What lies beneath

Here is my basement studio, complete with hazards. I fear that one day I'll trip over something and fall into one of my paintings. I've already banged my head on a nail and spent the next hour bleeding and trying to not fall asleep.

Apologies to Don Quixote

Nearly 20 years ago, I drove across the country to San Diego and back. I spent a fair amount of time in the deserts of Arizona and New Mexico, mostly by choice. The desert has its fair share of life-threatening issues, but nothing can compete with the level of beauty it possesses.

There is nothing in the way -- the sky starts on one side of the road and ends on the other. The sheer vastness and openness of the place gave me comfort.

It's a feeling I try to recreate with my paintings of windmills and barns. This is the first of at least three I plan to paint. I was very pleased with the drama and emotion of this painting -- a certain warmth to the end of a long day, and a nagging apprehension about a change in the weather on the horizon.

Birds of a feather

One of the best things about creating artwork on a computer is the ability to easily change colors, arrangements and size without having to redraw, repaint or risk ruining the original. With my simple bird design I was able to easily change the background color and create a blueprint for a series of paintings. As much as I enjoy the original version of the bird painting (with green background), I enjoy the series of three even more.

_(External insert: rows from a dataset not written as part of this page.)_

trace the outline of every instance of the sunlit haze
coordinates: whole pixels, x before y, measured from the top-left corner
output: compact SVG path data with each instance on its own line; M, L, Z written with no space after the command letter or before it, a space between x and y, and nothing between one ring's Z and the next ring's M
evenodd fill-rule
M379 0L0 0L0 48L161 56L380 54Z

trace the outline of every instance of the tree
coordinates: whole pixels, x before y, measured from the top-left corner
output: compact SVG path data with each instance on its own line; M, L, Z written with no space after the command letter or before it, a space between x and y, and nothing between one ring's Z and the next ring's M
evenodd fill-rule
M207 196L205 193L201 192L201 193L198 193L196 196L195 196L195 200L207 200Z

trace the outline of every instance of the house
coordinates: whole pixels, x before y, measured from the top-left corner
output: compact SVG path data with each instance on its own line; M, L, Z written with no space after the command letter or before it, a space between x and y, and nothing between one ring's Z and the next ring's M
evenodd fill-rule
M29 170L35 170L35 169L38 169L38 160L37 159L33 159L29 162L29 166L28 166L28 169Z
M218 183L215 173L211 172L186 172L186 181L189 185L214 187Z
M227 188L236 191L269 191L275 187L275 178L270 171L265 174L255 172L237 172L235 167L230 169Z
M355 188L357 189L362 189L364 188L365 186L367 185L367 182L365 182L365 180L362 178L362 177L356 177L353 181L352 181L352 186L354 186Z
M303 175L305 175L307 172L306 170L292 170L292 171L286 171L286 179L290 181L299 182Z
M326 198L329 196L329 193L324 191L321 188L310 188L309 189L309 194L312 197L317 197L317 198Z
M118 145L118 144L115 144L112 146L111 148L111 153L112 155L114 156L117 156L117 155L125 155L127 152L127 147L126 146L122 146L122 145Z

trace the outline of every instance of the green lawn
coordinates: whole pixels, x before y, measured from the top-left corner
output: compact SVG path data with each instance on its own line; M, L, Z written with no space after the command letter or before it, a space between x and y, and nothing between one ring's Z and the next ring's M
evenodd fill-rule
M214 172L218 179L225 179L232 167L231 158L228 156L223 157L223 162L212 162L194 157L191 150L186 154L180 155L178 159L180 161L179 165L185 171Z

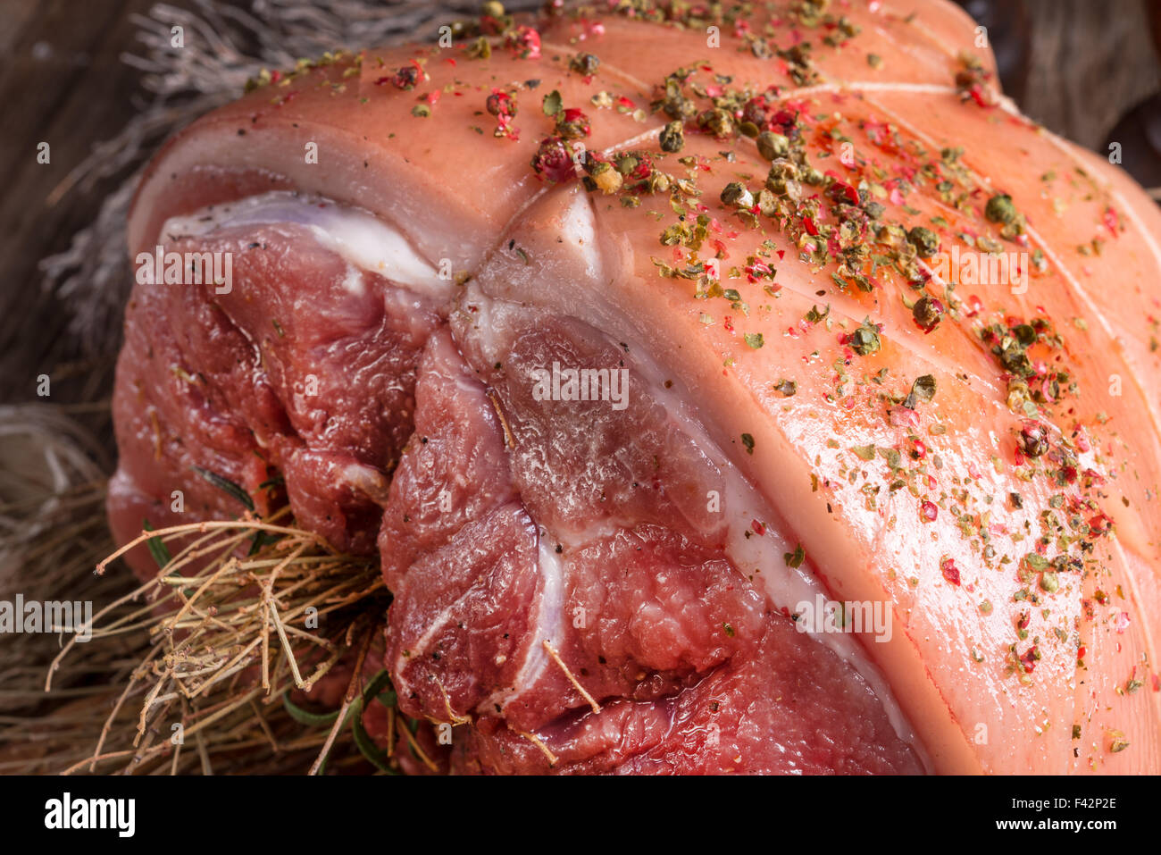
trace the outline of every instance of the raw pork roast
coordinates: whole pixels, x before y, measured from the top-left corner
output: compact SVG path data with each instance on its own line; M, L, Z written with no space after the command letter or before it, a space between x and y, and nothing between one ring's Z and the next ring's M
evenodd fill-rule
M951 3L673 6L173 138L118 539L237 516L200 467L381 555L454 771L1161 771L1161 216Z

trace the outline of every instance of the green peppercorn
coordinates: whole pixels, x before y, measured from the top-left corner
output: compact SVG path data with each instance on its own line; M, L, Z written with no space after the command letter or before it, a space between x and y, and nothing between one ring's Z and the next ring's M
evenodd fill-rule
M859 329L851 333L846 343L860 357L871 355L881 346L879 328L871 323L871 318L866 318Z
M1000 193L988 200L983 209L983 215L993 223L1004 223L1005 225L1016 218L1016 206L1012 197L1007 193Z
M781 134L774 134L769 130L762 131L755 142L758 144L758 153L766 158L766 160L776 160L777 158L786 157L791 150L789 139Z
M600 59L592 53L577 53L569 63L569 67L578 74L590 77L600 67Z
M915 246L920 258L931 258L939 251L939 236L922 225L916 225L907 232L907 239Z
M722 189L722 202L736 204L740 208L749 208L753 204L753 194L737 181L730 181Z
M680 122L670 122L661 131L661 150L680 151L685 145L685 129Z

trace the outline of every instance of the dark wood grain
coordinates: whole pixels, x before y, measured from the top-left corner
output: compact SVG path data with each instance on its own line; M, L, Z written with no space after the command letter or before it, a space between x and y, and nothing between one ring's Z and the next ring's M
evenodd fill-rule
M100 394L100 378L114 358L75 361L67 307L42 290L37 263L67 247L111 189L99 185L48 204L91 146L134 114L138 72L121 55L134 48L129 15L150 5L5 0L0 6L0 401L35 400L39 373L52 376L55 402L91 398ZM39 142L51 146L49 164L37 163Z

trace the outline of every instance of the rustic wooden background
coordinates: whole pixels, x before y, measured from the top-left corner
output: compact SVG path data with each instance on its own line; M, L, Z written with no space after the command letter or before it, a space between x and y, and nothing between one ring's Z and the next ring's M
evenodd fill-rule
M1102 150L1118 121L1161 91L1149 1L964 5L988 24L1004 63L1005 89L1024 110ZM134 114L140 99L139 72L122 55L139 51L130 16L144 14L152 2L0 0L0 403L37 400L41 373L51 374L57 403L96 401L108 393L116 330L100 331L108 347L82 354L66 331L68 307L42 289L37 265L67 247L114 189L108 181L99 182L49 203L53 188L92 146L115 135ZM248 6L251 0L238 2ZM909 2L892 5L902 8ZM1132 143L1125 143L1126 164L1134 156L1146 164L1140 168L1152 164L1161 170L1147 131L1138 127ZM51 143L46 165L36 163L42 141Z

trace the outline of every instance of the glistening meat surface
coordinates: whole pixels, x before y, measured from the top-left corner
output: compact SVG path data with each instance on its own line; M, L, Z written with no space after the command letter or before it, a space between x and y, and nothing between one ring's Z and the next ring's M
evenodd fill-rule
M233 281L135 288L118 538L237 515L197 467L377 552L457 770L1156 770L1161 217L950 5L817 6L368 51L179 135L130 250Z

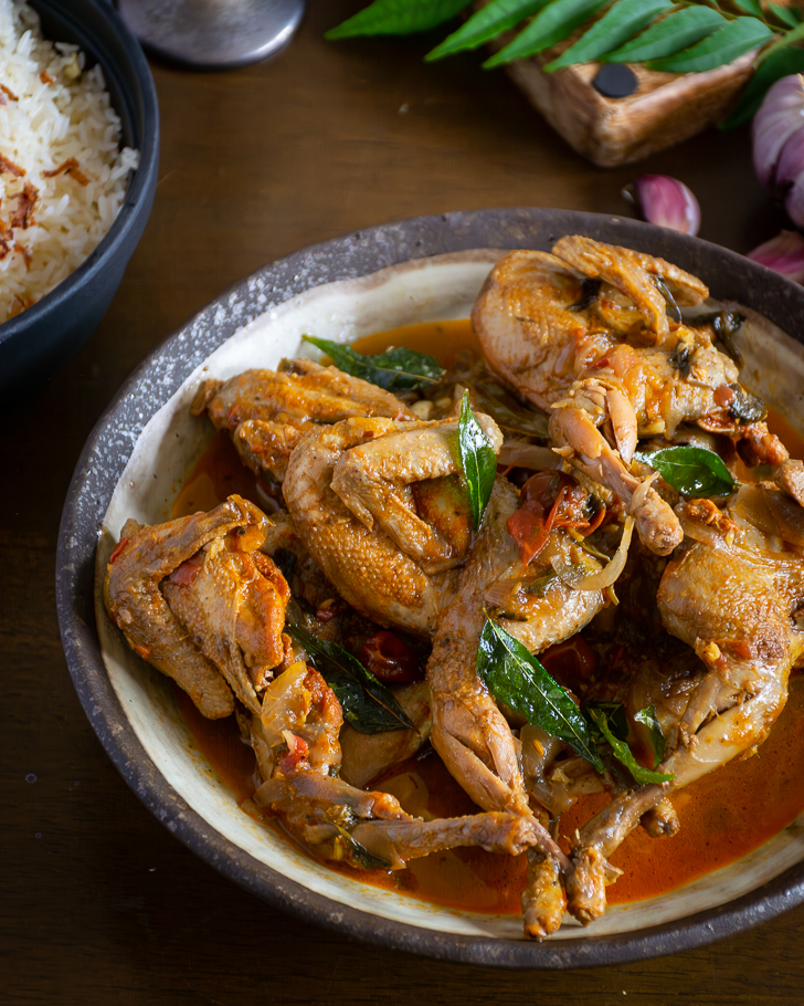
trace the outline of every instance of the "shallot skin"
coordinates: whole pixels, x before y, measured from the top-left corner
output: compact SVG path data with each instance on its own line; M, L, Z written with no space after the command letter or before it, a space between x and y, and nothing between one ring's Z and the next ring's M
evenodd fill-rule
M692 191L669 175L643 175L634 182L642 214L648 223L684 234L697 234L700 207Z
M770 88L754 116L752 139L757 177L784 201L791 220L804 227L804 85L798 74Z

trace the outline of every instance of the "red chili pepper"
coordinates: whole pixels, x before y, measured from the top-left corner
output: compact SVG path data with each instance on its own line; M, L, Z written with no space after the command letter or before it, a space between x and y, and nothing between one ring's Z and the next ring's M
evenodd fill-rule
M510 534L517 543L519 556L526 566L531 563L536 556L539 555L544 545L547 545L547 539L550 537L550 532L556 523L558 509L565 494L567 486L562 485L556 497L556 502L550 509L550 513L547 515L547 520L541 518L541 513L543 513L541 504L531 502L530 500L526 501L525 506L520 507L515 514L508 517L506 525L508 527L508 534Z
M580 636L573 636L564 642L544 650L539 656L544 670L559 684L578 693L580 687L589 681L597 667L594 650Z
M289 731L286 731L285 740L287 741L287 754L279 758L278 766L283 775L293 772L299 762L304 762L310 751L307 741L305 741L304 737L299 737L297 734L292 734Z
M123 549L126 547L126 542L127 542L130 537L131 537L131 535L130 535L130 534L127 534L125 538L120 538L120 541L117 543L117 547L115 548L115 551L114 551L114 552L112 553L112 555L109 556L109 566L114 563L114 560L117 558L117 556L118 556L118 555L123 552Z
M424 678L416 654L395 632L381 629L363 643L360 660L380 681L404 683Z

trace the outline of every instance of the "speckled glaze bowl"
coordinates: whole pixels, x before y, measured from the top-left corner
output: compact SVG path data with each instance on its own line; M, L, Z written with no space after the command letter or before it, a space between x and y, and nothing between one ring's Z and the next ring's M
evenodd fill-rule
M804 898L804 820L738 863L670 894L616 907L589 929L521 937L516 916L440 908L320 867L241 811L209 771L167 679L108 622L96 590L124 521L166 520L211 438L189 415L202 377L275 366L303 333L349 342L419 321L465 317L510 248L548 250L584 233L659 255L749 312L747 381L804 430L804 290L723 249L617 218L538 209L426 217L348 234L244 280L134 373L89 437L64 506L57 605L71 673L95 731L137 796L181 841L271 903L350 935L453 961L576 967L707 943ZM782 329L782 331L780 331ZM784 332L789 333L785 335Z

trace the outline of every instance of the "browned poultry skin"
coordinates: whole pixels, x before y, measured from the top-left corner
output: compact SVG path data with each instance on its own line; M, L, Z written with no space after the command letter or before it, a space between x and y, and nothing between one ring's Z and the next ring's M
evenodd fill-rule
M768 492L743 486L726 512L709 501L681 509L688 547L668 564L658 605L667 631L699 658L699 672L686 687L679 679L680 691L666 690L667 709L662 690L652 693L668 735L658 769L674 778L623 793L581 829L568 882L570 910L581 921L604 910L607 857L641 817L667 794L754 750L784 708L790 671L804 658L795 618L804 557L750 520L763 520Z
M405 814L388 793L336 778L341 722L335 694L303 663L267 687L262 716L252 721L252 746L264 779L255 800L318 855L361 867L368 852L396 870L410 859L458 846L516 856L540 841L538 827L515 814L424 821ZM302 756L288 746L296 748L296 738L304 742Z
M321 427L294 451L283 492L299 538L345 600L381 625L427 636L452 597L454 570L425 574L379 525L358 520L331 485L350 448L421 426L349 419Z
M668 555L678 522L630 471L637 439L673 441L681 423L722 430L747 463L787 453L761 422L741 426L728 410L738 369L708 328L670 323L656 283L679 304L702 301L695 276L662 259L562 238L552 254L516 251L497 263L472 319L489 367L540 408L556 409L554 442L572 464L631 509L642 541ZM590 291L590 282L597 284Z
M112 620L209 719L234 710L226 681L258 711L254 684L284 658L287 585L267 556L257 562L273 567L269 579L250 556L263 544L267 523L240 496L167 524L129 521L107 567L104 598Z
M387 730L362 734L345 723L340 732L340 777L351 786L367 786L392 765L414 755L430 738L430 688L416 681L396 689L394 698L415 730Z
M279 371L246 370L225 383L203 381L190 410L229 430L243 463L278 482L302 436L318 423L414 418L390 391L307 359L283 360Z

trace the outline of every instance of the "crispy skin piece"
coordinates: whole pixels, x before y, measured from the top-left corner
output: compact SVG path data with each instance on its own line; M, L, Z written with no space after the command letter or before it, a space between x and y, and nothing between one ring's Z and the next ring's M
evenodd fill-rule
M337 463L351 447L422 426L388 419L322 426L294 451L283 492L305 548L346 601L381 625L427 636L452 595L454 570L425 574L379 524L367 527L331 484Z
M267 523L240 496L152 527L129 521L107 566L109 617L129 646L173 678L209 719L234 709L219 670L258 711L254 683L262 684L268 666L284 658L287 585L267 556L260 563L273 567L269 579L250 557L264 543Z
M251 741L264 779L256 803L278 816L292 835L319 856L393 870L421 856L479 846L516 856L542 840L533 819L475 814L424 821L388 793L367 792L332 775L340 762L341 710L317 671L296 663L265 690ZM378 862L379 860L379 862Z
M673 441L681 423L726 423L749 463L787 457L764 423L743 426L724 408L736 398L736 365L708 327L680 317L670 324L665 294L691 305L708 291L662 259L573 235L552 254L503 258L472 312L489 367L554 410L550 433L563 457L620 496L658 555L683 535L670 509L649 486L641 492L630 471L639 438Z
M219 430L229 430L243 463L277 482L294 448L320 423L414 418L390 391L308 359L283 360L279 371L246 370L225 383L203 381L190 411L207 413Z
M225 384L203 384L191 406L204 411L218 429L235 430L247 419L290 422L339 422L352 416L412 419L390 391L383 391L336 367L294 360L292 373L246 370ZM296 373L298 370L298 373ZM212 394L210 394L212 392Z
M604 911L607 857L643 815L758 747L784 708L790 672L804 660L804 631L794 617L804 601L804 557L750 520L764 522L771 492L796 507L765 485L742 486L720 518L711 503L681 507L689 545L668 563L658 606L664 627L694 650L699 670L683 691L650 691L659 721L676 723L665 731L658 766L674 778L622 793L580 831L568 895L584 923Z

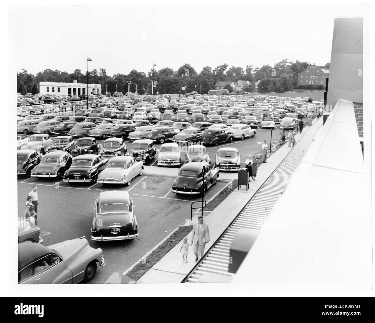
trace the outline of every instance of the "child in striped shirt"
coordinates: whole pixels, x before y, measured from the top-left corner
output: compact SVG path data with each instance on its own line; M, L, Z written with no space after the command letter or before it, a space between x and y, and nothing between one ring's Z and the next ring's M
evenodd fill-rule
M188 238L185 237L184 238L184 241L180 248L180 252L182 250L182 260L183 263L188 261L188 254L189 253L189 243L188 243Z

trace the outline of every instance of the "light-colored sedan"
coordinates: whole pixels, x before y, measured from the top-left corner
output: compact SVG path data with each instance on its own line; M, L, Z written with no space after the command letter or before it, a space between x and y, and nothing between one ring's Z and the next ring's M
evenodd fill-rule
M252 129L248 125L243 123L232 125L229 129L229 132L233 134L234 139L242 140L248 137L255 137L256 133L255 129Z
M126 184L129 186L133 177L142 175L143 162L132 156L118 156L111 158L99 174L97 182L102 184Z
M181 150L176 143L163 144L158 157L158 166L178 166L181 164Z

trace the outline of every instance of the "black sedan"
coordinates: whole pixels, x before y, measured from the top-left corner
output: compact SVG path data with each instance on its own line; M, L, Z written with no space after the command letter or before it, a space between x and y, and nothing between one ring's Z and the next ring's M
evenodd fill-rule
M31 172L31 177L57 178L62 177L72 164L72 156L69 153L60 150L46 153L39 165Z
M64 173L63 180L68 182L95 182L108 161L102 160L99 155L79 155L73 159L72 165Z
M120 191L101 192L95 202L91 239L124 240L138 235L133 200L129 193Z

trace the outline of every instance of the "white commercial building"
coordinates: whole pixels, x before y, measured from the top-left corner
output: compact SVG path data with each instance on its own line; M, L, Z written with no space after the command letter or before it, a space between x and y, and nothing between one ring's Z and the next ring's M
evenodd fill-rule
M100 84L88 84L89 94L99 94L101 93ZM64 82L40 82L39 83L39 92L42 94L56 94L59 95L86 95L87 93L87 84Z

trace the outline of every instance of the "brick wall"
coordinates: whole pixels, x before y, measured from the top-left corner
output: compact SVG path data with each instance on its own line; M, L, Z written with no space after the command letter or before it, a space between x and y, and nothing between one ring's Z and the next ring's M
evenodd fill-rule
M354 103L354 113L356 115L357 127L358 134L360 137L363 137L363 104Z

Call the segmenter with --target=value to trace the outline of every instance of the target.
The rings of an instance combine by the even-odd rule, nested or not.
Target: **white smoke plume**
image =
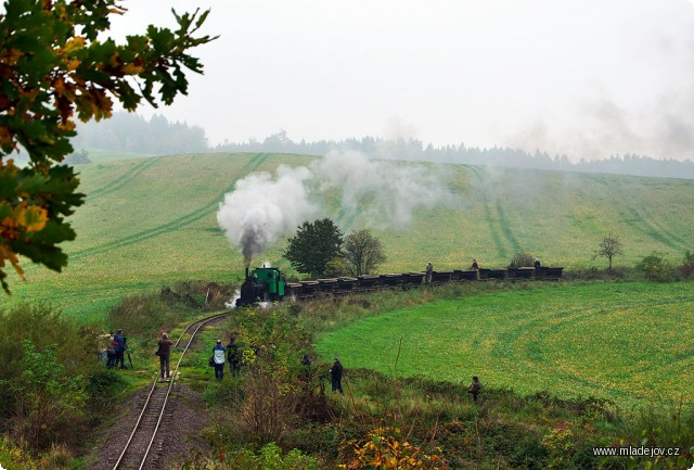
[[[375,228],[403,228],[417,208],[448,204],[452,196],[440,175],[422,164],[368,158],[356,151],[333,151],[309,167],[280,166],[249,175],[224,195],[217,221],[229,242],[239,246],[244,263],[285,234],[321,214],[318,202],[326,192],[339,194],[343,219],[359,218]],[[337,217],[338,218],[338,217]],[[335,220],[340,224],[339,218]]]
[[[422,164],[374,161],[357,151],[332,151],[311,166],[322,191],[338,190],[342,208],[378,228],[404,228],[417,208],[450,202],[441,175]]]
[[[306,167],[278,167],[275,179],[269,173],[256,173],[239,180],[234,191],[224,195],[217,223],[232,245],[239,246],[244,264],[316,213],[309,202]]]

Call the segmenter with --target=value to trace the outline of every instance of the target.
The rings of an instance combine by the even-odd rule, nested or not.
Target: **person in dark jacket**
[[[108,344],[106,345],[106,367],[113,369],[116,367],[116,350],[113,345],[115,334],[112,331],[108,335]]]
[[[127,338],[123,334],[123,330],[118,330],[113,336],[113,348],[116,352],[116,363],[114,367],[116,368],[118,367],[118,363],[120,363],[121,369],[126,368],[125,353],[128,347],[126,341]]]
[[[231,336],[229,344],[227,344],[227,360],[229,360],[229,371],[232,376],[239,376],[241,371],[241,357],[243,356],[243,350],[236,343],[236,339]]]
[[[162,372],[162,379],[168,382],[169,380],[169,358],[171,357],[171,346],[174,346],[174,342],[169,340],[168,334],[162,333],[162,339],[159,340],[159,370]],[[166,377],[164,377],[164,372],[166,372]]]
[[[305,354],[301,357],[301,379],[306,381],[306,383],[311,382],[311,358],[308,357],[308,354]]]
[[[343,365],[337,357],[333,359],[333,367],[330,369],[330,379],[333,385],[333,392],[337,391],[340,394],[343,392]]]
[[[224,378],[224,356],[227,348],[221,345],[221,340],[217,340],[217,344],[213,347],[213,358],[215,360],[215,378],[221,380]]]
[[[473,383],[470,384],[470,389],[467,389],[467,393],[473,395],[473,399],[477,403],[477,395],[479,395],[479,391],[481,390],[483,384],[479,381],[477,376],[473,376]]]

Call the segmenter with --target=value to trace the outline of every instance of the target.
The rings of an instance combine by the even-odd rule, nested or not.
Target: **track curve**
[[[201,318],[190,323],[181,333],[178,341],[174,344],[174,347],[178,347],[183,338],[189,334],[190,338],[185,343],[185,347],[181,352],[181,355],[176,363],[176,367],[172,368],[171,380],[165,382],[168,386],[157,386],[158,372],[154,376],[152,388],[150,393],[142,405],[140,416],[126,442],[126,445],[118,456],[116,463],[113,466],[113,470],[143,470],[143,469],[160,469],[166,468],[160,461],[163,457],[163,442],[157,441],[157,432],[164,417],[166,416],[166,405],[169,399],[171,390],[175,386],[176,378],[179,367],[185,353],[191,346],[195,334],[205,325],[215,321],[219,318],[223,318],[231,314],[231,312],[224,312],[221,314],[213,315],[209,317]]]

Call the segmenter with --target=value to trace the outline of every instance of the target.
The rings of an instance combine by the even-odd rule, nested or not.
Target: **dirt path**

Each of these paintings has sold.

About the bird

Once I finished my fishing port painting, I moved directly on to a new subject: birds. I really love birds. However, every drawing I have done of a bird looks sadly silly.

One afternoon, I was goofing around in Photoshop, when I used a few simple shapes to create a bird. I drew a branch and dropped in a green background.

"I like this," I said, and I set about painting it.

It's about time

Nearly seven years ago, I started a painting of a fishing port. As it does with so many enjoyable things, life stepped in and stood between me and the canvas. Life also yanked my paintbrush from my hand and ate it. It then sucked dry every oil paint tube I had. Eventually, life would also sell my tall easel at a yard sale. But I kept the unfinished painting and stored it away in the attic.

Years later, my desire to paint was rekindled. I believed I had earned life's respect and was now in a better position to negotiate my time. And so, with a $300 A.C. Moore giftcard in hand, I would replenish my oil painting supplies. I was intent on finishing my fishing port painting.

Life shrugged and basically agreed to let me keep my supplies, but refused to relinquish my time. My unfinished fishing port painting rested in the attic, while $300 worth of art supplies sat in a tackle box in the basement.

Two more years would pass before I would announce to my wife, "I want to paint."
"You should," she said, "right after you list stuff on Craigslist."

I did just that. My wife also said I should set up my easel in the dining room. However, I knew what would happen: My easel would sit unused. I would grow frustrated with seeing the paints, canvas, brushes and easel and not being able to use them. It would get in the way and, eventually, it would all be moved: First, into the corner, then into the closet; then to the basement.

I decided to save myself some frustration and clear out a space in our dark, cold, dirty and damp basement.

I have finished my fishing port painting: It's a beautiful scene of simple paradise. Not quite like my basement.